Samuil Aronovich Lurie (Самуил Аронович Лурье; 12 May 1942 – 7 August 2015) was a Russian writer and literary historian. Many of his works were published under the pseudonym S Gedroitz (С. Гедройц).

==Biography==

Samuil Aronovich Lurie was born in Sverdlovsk to a family of philologists from Saint Petersburg evacuated during World War II. His father, Aron Naumovich Lurie (1913-2003), was a bibliographer, literary historian, Doctor of Philological Science and World War II veteran.

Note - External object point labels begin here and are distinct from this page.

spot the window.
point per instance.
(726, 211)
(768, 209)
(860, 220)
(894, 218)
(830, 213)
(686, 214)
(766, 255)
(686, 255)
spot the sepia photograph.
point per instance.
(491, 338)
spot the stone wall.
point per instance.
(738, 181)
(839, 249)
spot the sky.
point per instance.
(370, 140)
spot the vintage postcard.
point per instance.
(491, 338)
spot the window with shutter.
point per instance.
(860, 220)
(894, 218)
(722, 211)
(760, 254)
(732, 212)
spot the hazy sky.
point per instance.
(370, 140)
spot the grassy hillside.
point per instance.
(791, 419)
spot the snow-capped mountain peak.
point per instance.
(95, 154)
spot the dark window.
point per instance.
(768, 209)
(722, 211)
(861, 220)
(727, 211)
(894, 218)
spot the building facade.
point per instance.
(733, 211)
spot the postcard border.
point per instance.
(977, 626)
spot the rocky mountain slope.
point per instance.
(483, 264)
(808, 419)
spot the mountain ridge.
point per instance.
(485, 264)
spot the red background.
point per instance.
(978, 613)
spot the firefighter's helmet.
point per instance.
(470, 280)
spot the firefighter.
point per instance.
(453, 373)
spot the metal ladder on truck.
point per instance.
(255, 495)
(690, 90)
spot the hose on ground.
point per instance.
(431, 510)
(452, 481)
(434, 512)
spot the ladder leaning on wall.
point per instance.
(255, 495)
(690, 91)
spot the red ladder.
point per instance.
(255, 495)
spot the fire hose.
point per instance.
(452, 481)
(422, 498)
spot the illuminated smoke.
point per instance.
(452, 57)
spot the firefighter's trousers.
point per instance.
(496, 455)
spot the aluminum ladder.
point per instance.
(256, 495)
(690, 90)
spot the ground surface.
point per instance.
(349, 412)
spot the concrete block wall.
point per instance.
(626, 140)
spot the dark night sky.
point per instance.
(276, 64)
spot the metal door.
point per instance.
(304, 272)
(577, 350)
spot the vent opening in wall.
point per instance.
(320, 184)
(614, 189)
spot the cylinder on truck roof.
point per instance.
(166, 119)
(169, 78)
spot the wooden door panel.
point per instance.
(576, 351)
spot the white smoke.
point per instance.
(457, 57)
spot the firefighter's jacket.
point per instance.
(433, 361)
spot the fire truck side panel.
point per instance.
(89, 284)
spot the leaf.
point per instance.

Lurie graduated from Leningrad State University and worked briefly as a village school teacher (1964-1964), then for the National Pushkin Museum in Saint Petersburg (1965-1966). His first publications were in Zvezda (1964). He wrote a column in Zvezda magazine named "Lessons of Belles-Lettres" (Уроки Изящной Словесности).

In 1966, he became an editor of the magazine Neva. From 1988-2002 he was editor-in-chief of the prose section. From 2002-12 he worked as an editor of Polden XXI Century, a science fantasy almanac. He authored more than a thousand journal articles.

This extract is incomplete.